London Cornish RFC 1st XV 10 - 27 Sevenoaks RFC 1st XV
Sevenoaks RFC 1st XV posted arguably their finest away performance away from home on Saturday at fifth placed London Cornish RFC.
On a good playing surface, Oaks kicked to Cornish to start the game and the tone for the Oaks performance was set by prop Daniel Power who smashed back one of his front five opponents with a thunderous hit.
Pre-match, Oaks had focused on making a good start to the match and the Power thumping hit was followed by centre Josh Penney being released by the excellent James Fotheringham in midfield, making 40 yards in the process. The opening 20 minutes saw Oaks dominate in almost every facet of the game, with their driving mauls causing the home side to infringe on a number of occasions.
The deadlock was broken by Penney, after a scrum on the home side ten metre line saw Oaks recycle the ball on the blind side and after excellent hands by Captain Stuart Coleman and his forward colleagues, outside centre Penney was released to canter in.

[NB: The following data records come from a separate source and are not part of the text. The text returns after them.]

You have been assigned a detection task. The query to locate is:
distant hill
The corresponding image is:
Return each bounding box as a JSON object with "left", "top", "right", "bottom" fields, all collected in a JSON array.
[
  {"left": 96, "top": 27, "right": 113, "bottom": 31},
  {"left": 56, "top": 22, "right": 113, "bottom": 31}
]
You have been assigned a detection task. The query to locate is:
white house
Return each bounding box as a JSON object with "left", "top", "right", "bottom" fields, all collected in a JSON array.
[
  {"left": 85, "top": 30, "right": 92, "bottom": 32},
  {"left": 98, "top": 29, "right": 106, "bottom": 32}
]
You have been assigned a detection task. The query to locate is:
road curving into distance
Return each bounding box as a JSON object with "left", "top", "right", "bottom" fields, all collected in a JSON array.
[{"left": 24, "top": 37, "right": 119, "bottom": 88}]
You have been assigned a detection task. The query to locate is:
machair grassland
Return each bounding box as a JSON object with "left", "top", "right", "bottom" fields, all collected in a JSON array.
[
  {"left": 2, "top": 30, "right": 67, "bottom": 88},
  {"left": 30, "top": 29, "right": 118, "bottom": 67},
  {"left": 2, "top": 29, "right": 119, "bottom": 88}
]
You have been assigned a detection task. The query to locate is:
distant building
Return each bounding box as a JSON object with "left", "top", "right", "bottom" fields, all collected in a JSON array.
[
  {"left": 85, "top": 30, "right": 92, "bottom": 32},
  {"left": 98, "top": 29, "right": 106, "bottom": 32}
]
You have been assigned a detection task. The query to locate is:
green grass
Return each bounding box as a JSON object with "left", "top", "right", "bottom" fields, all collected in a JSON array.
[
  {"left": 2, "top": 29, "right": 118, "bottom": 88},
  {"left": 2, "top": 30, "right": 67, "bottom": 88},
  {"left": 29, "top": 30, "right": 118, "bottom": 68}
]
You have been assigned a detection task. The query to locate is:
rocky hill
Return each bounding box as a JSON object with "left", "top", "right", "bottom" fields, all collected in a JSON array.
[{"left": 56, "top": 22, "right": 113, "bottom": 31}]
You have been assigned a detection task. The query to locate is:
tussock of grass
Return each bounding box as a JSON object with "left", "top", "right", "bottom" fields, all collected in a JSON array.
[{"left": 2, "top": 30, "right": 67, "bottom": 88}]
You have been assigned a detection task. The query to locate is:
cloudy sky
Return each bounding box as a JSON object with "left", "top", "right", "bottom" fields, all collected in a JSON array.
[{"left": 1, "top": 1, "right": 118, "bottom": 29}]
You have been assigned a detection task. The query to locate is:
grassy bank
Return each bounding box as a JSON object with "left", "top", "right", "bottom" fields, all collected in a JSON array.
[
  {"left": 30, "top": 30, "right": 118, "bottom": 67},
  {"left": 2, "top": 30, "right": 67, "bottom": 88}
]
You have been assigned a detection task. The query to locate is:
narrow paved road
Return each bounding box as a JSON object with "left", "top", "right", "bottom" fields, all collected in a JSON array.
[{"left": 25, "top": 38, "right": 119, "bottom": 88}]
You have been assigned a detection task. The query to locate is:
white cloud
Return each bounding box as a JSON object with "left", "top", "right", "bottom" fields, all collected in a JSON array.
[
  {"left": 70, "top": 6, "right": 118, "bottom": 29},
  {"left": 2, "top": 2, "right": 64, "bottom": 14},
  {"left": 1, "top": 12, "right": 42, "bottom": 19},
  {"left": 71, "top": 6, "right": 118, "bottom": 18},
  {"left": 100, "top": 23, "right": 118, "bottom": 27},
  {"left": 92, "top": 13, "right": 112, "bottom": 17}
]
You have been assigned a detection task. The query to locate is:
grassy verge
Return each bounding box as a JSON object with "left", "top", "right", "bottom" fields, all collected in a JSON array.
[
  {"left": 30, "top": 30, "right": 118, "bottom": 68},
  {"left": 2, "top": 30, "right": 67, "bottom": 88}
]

Fotheringham converted and Oaks were 7-0 to the good.
Oaks could not switch off and were tested by the home side out wide with the Cornish 13 and full back proving to be particularly menacing with the ball in hand. But either some cover tackling or tough as teak defence from the Oaks meant that Cornish were rebuffed and allowed the away side to keep their seven point lead.
Indeed they were to extend the lead mid-way through the first half when a loose ball was kicked to full back Jonny Short. The pacey back moved the ball to his partner in crime, 17 year old Charlie Corrigan, who took the ball deep into the Cornish half. After recycling the ball and some excellent hands from front row paring Power and Charlie Naismith, open side flanker Sam Nicholls burst through to score under the posts for an excellent score. With the conversion a formality for Fotheringham, Oaks were 14-0 up.
This seemed to spur the home side into life, and the remainder of the half saw Cornish try to puncture holes into the Oaks defence. Time and time again though, Oaks rebuffed these forays and in some cases, the home side found themselves behind the gain line due to ferocious tackling, in particular from hooker Scott Sedgwick and Sean Derrick. As the referee blew his whistle for half time, Oaks led 14-0.
The second half began with Cornish starting where they finished off the first, and within two minutes breached the Sevenoaks line with a score. The excellent conversion meant Cornish were in touching distance of Oaks. Despite a back line that contained two 17 year olds, as the half grew, so did Oaks maturity with Fotheringham and Corrigan particularly to the fore in the backline, ably assisted by the more experienced Nigel Gumbleton and Simon Tree, who both marshalled and defended exceptionally well.
Oaks were next to strike, with a Fotheringham penalty, but minutes later, Cornish struck back with a penalty of their own. Another Fotheringham penalty saw Oaks restore their ten point lead to 20-10 and with just over five minutes to go, the ever powerful and elusive Short broke through would-be tacklers to sprint in under the posts. Fotheringham completed his 100% record with the boot and as the referee blew his whistle for the end of the match, Oaks had won a pulsating encounter by 27 points to 10.
After the match, Head Coach Adam Bowman said ‘That was more like the brand of rugby I know we can play. We’ve had bursts of good play this season, but today saw the forwards creating an excellent platform, which our backs took advantage of. We were perhaps guilty of overplaying in some areas, but that shows the ambition we have to play exciting rugby. The challenge now is to re-group and go again against a very tough Brighton Blues side next weekend at the Paddock.’
On his two young stars and Academy players, James Fotheringham and Charlie Corrigan, Bowman was full of praise saying ‘It’s always a risk putting in guys so young, but we knew that they both had the ability and temperament to cope with this level. I thought they were outstanding today and they should be very proud of their performances.’